The Florida Education Association and other plaintiffs asked an appeals court Monday to reconsider a decision that backed Gov. Ron DeSantis and Education Commissioner Richard Corcoran in a battle about reopening schools amid the COVID-19 pandemic.
Attorneys for the statewide teachers union and other plaintiffs filed two similar motions asking for a rehearing by a three-judge panel of the 1st District Court of Appeal or by the full appellate court. The move came after the panel on Oct. 9 overturned a circuit judge’s ruling that said Corcoran violated the Florida Constitution when he issued a July order aimed at reopening schools.
The plaintiffs have argued, at least in part, that the order violated a constitutional guarantee of “safe” and “secure” public education. The appeals court, however, said the plaintiffs in the case lacked legal standing and were asking courts to decide “non-justiciable political questions.” Also, the panel said the union’s arguments would require courts to violate the constitutional separation of powers.
Attorneys for the plaintiffs Monday wrote that the panel had accepted “all of the state’s arguments --- despite the trial court’s factual findings, supported by clear evidence, establishing that the state had abused its powers in a way that was harmful to Floridians.” The motions pointed to continuing safety threats to teachers and other school employees.
“Even though in-person school opened in almost all Florida counties by August 31, the irreparable harm is continuing because teachers and staff who were forced to report to schools are becoming infected with COVID-19, have become sick, and even died after returning to in-person school,” said the motion for a rehearing before the full court, known as an “en banc” hearing.
Corcoran issued the July order as he and DeSantis pushed for schools to reopen after being shuttered in March because of the pandemic. Students in the spring were shifted to online learning, but Corcoran and DeSantis argued that students and families should have a choice of in-person or online learning during the 2020-2021 school year.
A key issue in the dispute involved part of the order that dealt with the way public schools are funded.
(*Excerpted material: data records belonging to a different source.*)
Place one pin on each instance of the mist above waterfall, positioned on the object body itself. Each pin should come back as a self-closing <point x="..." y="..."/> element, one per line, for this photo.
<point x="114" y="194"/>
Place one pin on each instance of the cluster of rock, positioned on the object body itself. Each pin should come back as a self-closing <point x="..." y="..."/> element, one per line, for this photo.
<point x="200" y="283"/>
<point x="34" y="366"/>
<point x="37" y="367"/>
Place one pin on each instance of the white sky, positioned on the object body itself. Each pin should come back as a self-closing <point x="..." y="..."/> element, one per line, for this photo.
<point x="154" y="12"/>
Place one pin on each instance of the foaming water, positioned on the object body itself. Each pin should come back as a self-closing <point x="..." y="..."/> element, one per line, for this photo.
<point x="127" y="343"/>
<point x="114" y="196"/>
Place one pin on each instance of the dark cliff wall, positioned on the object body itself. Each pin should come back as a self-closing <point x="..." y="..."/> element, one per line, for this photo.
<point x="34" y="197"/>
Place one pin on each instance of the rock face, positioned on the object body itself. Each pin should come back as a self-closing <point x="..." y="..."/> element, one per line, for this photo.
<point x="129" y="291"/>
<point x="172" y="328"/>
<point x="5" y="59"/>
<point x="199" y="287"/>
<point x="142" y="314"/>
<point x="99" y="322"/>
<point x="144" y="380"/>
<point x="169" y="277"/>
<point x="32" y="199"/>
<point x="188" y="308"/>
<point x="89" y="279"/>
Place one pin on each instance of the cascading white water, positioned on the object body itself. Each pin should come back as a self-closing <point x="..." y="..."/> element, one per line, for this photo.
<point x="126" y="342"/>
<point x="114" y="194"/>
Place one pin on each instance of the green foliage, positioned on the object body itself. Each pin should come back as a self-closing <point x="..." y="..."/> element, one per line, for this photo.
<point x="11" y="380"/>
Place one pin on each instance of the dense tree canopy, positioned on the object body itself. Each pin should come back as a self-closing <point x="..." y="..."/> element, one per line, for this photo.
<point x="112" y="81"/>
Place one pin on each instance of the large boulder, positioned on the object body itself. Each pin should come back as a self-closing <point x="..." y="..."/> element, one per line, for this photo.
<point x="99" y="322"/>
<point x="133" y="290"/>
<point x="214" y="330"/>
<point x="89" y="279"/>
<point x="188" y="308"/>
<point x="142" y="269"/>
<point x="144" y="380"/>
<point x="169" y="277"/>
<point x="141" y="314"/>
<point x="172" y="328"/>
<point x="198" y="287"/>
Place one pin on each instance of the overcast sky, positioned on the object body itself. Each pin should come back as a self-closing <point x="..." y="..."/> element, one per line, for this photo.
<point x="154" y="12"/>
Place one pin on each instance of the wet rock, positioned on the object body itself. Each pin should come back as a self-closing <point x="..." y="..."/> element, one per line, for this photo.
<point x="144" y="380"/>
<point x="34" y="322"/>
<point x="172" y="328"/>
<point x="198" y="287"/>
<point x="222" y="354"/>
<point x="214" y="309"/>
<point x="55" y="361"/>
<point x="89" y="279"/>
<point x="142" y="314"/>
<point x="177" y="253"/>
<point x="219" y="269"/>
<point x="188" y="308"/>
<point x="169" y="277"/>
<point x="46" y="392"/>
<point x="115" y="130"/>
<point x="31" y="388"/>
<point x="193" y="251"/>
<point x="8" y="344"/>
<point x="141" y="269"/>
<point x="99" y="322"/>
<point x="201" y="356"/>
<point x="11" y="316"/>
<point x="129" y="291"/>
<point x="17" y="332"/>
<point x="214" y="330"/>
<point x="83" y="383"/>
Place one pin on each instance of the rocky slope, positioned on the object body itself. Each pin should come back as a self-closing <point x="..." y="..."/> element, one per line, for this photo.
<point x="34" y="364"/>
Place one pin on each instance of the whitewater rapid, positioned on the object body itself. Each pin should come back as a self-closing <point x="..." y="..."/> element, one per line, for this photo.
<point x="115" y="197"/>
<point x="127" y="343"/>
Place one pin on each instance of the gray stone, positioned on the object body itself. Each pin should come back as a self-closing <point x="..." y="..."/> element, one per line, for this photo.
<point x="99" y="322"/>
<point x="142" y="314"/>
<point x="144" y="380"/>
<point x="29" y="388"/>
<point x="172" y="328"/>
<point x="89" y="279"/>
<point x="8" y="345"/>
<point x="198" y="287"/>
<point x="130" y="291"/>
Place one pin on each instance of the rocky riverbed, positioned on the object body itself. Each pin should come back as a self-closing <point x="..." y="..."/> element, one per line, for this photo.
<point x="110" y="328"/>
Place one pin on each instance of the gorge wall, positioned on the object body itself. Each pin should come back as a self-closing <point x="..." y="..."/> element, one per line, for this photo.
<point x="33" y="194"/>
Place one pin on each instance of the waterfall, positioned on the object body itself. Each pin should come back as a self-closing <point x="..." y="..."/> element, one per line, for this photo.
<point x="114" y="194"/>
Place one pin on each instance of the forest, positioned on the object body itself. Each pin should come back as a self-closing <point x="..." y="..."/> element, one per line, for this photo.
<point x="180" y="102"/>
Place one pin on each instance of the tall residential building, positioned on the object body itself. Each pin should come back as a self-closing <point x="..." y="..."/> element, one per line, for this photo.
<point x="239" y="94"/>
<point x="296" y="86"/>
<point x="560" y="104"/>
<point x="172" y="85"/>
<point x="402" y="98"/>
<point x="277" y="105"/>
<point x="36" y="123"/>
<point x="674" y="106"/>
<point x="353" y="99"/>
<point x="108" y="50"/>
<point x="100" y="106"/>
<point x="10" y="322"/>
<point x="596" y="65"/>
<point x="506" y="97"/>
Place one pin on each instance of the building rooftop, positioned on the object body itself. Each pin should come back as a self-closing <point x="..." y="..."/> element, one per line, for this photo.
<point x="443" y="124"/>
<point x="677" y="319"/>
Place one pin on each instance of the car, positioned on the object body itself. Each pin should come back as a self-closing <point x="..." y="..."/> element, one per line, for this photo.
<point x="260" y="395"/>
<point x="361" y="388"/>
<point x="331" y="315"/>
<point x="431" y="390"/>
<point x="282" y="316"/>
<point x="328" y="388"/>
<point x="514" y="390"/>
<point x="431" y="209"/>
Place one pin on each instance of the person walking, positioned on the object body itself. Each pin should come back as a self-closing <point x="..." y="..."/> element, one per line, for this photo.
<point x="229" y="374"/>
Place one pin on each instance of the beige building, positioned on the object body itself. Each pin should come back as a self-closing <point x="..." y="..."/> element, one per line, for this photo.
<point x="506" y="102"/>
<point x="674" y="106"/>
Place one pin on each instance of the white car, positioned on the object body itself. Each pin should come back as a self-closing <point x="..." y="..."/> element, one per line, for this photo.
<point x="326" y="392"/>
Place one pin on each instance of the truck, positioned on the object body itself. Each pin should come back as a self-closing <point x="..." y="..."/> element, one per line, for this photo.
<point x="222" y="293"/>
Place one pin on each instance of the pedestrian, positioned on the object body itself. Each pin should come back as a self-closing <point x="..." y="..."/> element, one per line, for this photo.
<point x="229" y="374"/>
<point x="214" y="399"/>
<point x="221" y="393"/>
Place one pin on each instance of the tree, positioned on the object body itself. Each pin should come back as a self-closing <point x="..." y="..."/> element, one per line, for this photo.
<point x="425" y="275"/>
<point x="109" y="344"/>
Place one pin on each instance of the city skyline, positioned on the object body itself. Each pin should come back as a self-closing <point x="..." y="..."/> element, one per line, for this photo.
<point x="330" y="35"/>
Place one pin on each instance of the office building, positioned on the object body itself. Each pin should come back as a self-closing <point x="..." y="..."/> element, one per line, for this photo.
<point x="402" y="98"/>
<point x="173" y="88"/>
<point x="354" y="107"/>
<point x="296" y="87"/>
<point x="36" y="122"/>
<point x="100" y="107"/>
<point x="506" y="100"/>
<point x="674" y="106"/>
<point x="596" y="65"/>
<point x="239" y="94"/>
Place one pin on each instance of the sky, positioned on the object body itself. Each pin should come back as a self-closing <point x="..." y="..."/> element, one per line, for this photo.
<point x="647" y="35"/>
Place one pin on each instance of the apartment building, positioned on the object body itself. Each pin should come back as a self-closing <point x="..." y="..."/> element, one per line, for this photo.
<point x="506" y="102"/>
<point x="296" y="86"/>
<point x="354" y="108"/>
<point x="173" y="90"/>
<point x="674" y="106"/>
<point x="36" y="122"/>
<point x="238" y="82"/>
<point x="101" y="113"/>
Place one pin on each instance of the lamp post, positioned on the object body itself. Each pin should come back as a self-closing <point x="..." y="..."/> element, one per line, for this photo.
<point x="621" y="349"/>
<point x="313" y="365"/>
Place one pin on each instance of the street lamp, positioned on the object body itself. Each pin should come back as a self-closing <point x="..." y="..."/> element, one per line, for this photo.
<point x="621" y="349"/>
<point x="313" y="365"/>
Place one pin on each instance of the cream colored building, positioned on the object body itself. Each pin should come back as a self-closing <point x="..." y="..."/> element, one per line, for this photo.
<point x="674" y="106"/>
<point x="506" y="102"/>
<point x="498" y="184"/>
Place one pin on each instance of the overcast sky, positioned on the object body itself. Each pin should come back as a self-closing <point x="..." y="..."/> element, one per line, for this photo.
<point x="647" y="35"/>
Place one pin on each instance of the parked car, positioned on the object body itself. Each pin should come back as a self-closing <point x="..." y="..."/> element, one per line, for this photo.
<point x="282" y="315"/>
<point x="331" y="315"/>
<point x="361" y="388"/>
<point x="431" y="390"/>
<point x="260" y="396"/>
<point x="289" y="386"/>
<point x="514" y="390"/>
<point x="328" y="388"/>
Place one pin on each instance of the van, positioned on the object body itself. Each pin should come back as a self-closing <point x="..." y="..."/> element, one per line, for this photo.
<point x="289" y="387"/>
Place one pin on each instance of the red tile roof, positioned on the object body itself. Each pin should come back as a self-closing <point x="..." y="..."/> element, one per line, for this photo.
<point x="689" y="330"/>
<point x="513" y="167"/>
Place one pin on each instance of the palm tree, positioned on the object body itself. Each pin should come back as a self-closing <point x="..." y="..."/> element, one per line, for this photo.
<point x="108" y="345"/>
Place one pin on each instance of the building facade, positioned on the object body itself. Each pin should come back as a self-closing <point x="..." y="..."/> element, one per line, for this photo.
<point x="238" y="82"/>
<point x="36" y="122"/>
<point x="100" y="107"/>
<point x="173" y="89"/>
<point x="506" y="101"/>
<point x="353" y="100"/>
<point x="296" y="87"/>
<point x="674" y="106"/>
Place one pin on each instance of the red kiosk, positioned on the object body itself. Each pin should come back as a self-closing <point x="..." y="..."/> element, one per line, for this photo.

The order effectively conditioned a portion of money on school districts submitting reopening plans that included the use of brick-and-mortar classrooms, in addition to offering online alternatives.
In an Aug. 24 ruling that sided with the plaintiffs and granted a temporary injunction, Leon County Circuit Judge Charles Dodson said the order left school districts with “no meaningful alternative” about reopening classrooms.
“An injunction in this case will allow local school boards to make safety determinations for the reopening of schools without financial penalty,” Dodson wrote. “This is what the local school boards were elected to do. Every witness testified that any decision to reopen schools should be based on local conditions. Reasoned and data-driven decisions based on local conditions will minimize further community spread of COVID-19, severe illness, and possible death of children, teachers and school staff, their families, and the community at large. Such local decisions unequivocally serve the public interest.”
But the appeals-court panel flatly rejected Dodson’s ruling, saying that “nothing in the emergency order requires any teacher or any student to return to the classroom.” The panel said Corcoran’s order gave school districts discretion about how to handle the situation.
“Nothing in the emergency order disturbs a school district’s discretion to determine when to reopen schools and whether to offer in-person instruction,” Judge Lori Rowe wrote in an opinion joined by Judges Thomas Winokur and Harvey Jay. “In fact, the emergency order does not require school districts to do anything. Rather, school districts retain the discretion to continue to offer students the choice of in-person instruction, to require teachers to report for duty under their contracts, and to determine teaching assignments. And so, whether a school district assigns them to in-person or online instruction is a matter between those teachers and their employing school districts.”
In the motions Monday, the plaintiffs’ attorneys disputed each of the key parts of the panel’s ruling, including that the case involved asking courts to decide political questions.
“If the testimony in this case did not establish safety measurement standards, then there will never be judicially manageable standards for measuring safety in any case ever,” the plaintiffs’ attorneys wrote. “The panel opinion, if allowed to stand, will completely curtail challenges to any action of the executive or legislative branch related to school safety --- and eviscerate the Florida Supreme Court’s mandate that judicially manageable standards be reviewed on a case by case basis.”